Going back to what makes a company a ‘tech’ company. An alternative analysis of this would be primarily cultural - as in, tech companies are the ones that are good at performing the idea of being a tech company, even if they don’t actually have the high tech-enabled productivity (and subsequently high margins) that the ‘purer’ tech companies do. An example would be Tesla, which has a greater market cap than GM and Ford put together, despite 1) being in the business of selling cars, not software and 2) having sold WAY fewer cars than the latter two (by several orders of magnitude). But Tesla is good at performing techness, so investors (and employees) assess it accordingly. On the other hand, even if techness is mostly a performative thing these days, it still has to be rooted in an economic analysis of why tech companies are worth investing in - as in, higher productivity per worker, higher margins.

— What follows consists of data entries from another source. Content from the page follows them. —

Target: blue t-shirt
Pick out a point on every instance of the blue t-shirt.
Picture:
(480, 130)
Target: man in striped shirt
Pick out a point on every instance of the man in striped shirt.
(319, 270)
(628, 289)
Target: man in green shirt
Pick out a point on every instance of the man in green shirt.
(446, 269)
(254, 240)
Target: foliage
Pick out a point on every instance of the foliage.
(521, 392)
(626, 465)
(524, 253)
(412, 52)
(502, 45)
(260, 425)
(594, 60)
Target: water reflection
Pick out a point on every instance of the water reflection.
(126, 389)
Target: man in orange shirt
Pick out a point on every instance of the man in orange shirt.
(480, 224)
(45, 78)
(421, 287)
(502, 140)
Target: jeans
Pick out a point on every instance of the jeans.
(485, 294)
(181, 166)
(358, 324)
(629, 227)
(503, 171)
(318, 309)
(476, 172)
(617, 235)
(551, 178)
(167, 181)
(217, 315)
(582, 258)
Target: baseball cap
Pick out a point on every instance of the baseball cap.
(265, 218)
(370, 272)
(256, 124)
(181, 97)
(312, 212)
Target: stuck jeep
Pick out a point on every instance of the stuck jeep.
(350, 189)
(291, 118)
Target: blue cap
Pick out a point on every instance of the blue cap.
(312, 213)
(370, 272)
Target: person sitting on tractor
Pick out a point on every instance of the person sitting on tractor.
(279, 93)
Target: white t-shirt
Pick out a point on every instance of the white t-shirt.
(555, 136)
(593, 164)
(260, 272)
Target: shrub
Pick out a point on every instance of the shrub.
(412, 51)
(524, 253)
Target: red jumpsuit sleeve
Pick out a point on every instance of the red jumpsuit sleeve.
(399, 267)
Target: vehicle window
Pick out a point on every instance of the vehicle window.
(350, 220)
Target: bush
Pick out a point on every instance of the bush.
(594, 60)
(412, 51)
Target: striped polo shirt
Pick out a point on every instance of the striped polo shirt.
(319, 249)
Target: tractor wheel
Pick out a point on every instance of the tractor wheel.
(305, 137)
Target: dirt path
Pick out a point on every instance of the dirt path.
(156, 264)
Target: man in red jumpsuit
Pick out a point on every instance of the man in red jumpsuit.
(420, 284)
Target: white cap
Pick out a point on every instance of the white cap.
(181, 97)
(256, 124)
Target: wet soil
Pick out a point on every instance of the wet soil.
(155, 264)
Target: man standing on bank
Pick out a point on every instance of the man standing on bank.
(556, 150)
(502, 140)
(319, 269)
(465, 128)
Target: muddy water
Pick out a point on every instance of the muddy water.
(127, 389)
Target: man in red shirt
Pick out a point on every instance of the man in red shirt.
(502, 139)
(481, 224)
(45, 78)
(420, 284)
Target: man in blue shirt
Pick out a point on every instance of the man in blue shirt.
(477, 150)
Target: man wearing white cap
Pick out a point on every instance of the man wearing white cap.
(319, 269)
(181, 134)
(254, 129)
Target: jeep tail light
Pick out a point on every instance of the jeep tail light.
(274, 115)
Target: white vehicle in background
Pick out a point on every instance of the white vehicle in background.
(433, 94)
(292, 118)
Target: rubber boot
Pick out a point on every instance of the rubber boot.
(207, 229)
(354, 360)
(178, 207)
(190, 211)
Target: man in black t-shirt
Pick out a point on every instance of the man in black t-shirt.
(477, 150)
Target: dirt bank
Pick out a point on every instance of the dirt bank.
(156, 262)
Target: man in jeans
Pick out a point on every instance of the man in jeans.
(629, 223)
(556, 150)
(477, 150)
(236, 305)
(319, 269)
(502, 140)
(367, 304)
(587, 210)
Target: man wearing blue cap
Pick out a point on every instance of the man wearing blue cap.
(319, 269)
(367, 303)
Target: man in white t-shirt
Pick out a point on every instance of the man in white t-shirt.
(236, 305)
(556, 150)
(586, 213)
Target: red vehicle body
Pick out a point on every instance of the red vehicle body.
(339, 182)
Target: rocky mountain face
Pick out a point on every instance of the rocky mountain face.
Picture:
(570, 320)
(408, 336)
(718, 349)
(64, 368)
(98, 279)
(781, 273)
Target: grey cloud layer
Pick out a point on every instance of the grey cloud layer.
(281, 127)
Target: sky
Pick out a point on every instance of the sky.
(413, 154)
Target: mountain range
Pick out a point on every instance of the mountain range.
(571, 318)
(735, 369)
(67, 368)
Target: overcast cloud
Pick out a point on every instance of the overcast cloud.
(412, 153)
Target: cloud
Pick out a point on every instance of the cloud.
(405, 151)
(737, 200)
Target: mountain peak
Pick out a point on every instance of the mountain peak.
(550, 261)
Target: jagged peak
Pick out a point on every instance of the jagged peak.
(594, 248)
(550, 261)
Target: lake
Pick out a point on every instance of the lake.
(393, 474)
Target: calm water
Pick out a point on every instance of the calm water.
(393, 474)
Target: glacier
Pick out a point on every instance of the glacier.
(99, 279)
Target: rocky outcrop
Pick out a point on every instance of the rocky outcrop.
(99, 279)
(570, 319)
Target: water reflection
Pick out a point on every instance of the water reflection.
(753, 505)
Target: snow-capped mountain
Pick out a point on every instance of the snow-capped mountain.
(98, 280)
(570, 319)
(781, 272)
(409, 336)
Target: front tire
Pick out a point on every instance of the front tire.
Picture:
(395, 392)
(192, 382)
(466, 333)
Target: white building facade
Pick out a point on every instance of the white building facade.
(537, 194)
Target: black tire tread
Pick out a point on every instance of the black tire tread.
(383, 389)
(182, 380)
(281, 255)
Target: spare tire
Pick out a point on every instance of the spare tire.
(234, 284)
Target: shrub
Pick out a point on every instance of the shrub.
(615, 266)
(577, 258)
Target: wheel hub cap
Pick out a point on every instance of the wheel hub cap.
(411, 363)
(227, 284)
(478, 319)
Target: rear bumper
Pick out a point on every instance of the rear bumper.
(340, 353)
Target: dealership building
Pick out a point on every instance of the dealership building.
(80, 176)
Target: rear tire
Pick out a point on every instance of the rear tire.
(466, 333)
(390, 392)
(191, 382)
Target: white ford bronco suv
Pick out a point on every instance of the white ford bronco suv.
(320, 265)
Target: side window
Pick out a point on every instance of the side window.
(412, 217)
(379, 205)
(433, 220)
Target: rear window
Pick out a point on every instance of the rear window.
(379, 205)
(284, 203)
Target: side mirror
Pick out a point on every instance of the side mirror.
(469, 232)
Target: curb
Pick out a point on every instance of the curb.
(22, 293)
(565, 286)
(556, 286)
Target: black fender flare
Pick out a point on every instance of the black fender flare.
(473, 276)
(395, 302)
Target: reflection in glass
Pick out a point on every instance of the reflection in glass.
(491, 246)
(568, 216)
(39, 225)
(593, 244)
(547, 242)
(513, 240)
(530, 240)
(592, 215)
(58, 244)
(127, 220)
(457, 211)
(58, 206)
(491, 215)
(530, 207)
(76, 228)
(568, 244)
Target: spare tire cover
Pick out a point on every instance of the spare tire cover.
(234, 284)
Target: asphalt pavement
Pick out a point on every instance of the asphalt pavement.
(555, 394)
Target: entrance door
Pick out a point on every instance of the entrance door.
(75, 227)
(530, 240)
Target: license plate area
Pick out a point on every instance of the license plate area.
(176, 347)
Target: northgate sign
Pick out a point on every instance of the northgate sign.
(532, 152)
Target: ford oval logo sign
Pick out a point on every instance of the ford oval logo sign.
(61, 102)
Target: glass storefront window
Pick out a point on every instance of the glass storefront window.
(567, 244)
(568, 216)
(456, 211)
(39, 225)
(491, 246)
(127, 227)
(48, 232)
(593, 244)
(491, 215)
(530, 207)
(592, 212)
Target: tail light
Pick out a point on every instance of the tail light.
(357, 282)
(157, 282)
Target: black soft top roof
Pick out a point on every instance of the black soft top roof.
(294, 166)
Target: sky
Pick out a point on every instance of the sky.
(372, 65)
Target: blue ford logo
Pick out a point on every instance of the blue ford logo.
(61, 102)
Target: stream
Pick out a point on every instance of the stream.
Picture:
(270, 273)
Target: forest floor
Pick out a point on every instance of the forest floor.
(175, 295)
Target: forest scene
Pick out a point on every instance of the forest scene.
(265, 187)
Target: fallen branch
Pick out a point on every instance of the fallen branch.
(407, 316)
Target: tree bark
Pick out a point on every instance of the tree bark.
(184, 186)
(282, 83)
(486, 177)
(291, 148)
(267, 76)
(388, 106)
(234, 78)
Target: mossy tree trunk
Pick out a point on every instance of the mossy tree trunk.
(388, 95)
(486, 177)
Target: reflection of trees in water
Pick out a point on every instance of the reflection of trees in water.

Now, you could interpret this in a hagiographic way (look at these brilliant tech companies whose amazing internal structures allow employees to create so much more value!!1). But I think that elides the more important question of where these productivity gains come from, and the implications of those gains being kept within the corporation. How much of these gains comes from monetising technical innovations (which perhaps should be shared with society more broadly, rather than locked up as intellectual property), and how much comes from innovative ways to convince people to work for you without getting paid very much, if at all? Either by finding a new way to monetise something people would enjoy doing for free (and hiring engineers to make your product as addictive as possible, so they keep doing it), or by taking advantage of what 40+ years of neoliberalism have done to the economic prospects of many workers? Should we really be celebrating that?


This was another one of those fragments (alarmingly common) where I started writing without knowing where I wanted to get to in the end. I guess the takeaway is that ‘tech’ companies are the ones that are particularly good at capturing value right now, and that is why investors are flocking to put money in the sector. Capital loves ‘techness’ - it loves being able to monetise new innovations, especially when those innovations enable greater surplus value extraction from workers. A few workers benefit from it, too, because the price of their continued acquiescence to the system (a good job with benefits and stock grants) is low compared to capital’s potential upside.

My suspicion - and really, the thing that keeps me going, that keeps me writing day after day about the problems with the tech industry - is that the world would be better off if tech companies were not able to capture all this value. You could imagine different governance structures, or funding mechanisms, or intellectual property regimes, that would enable the benefits of technology development to be available to all, rather than monopolised within the company that happened to employ the people who worked on it. And you could imagine workers having more collective power so that tech companies wouldn’t be able to get away with underpaying those whose skills it sees as disposable.

I am aware that these proposals, together, imply undoing basically the entirely telos of the modern corporation. I’m okay with that.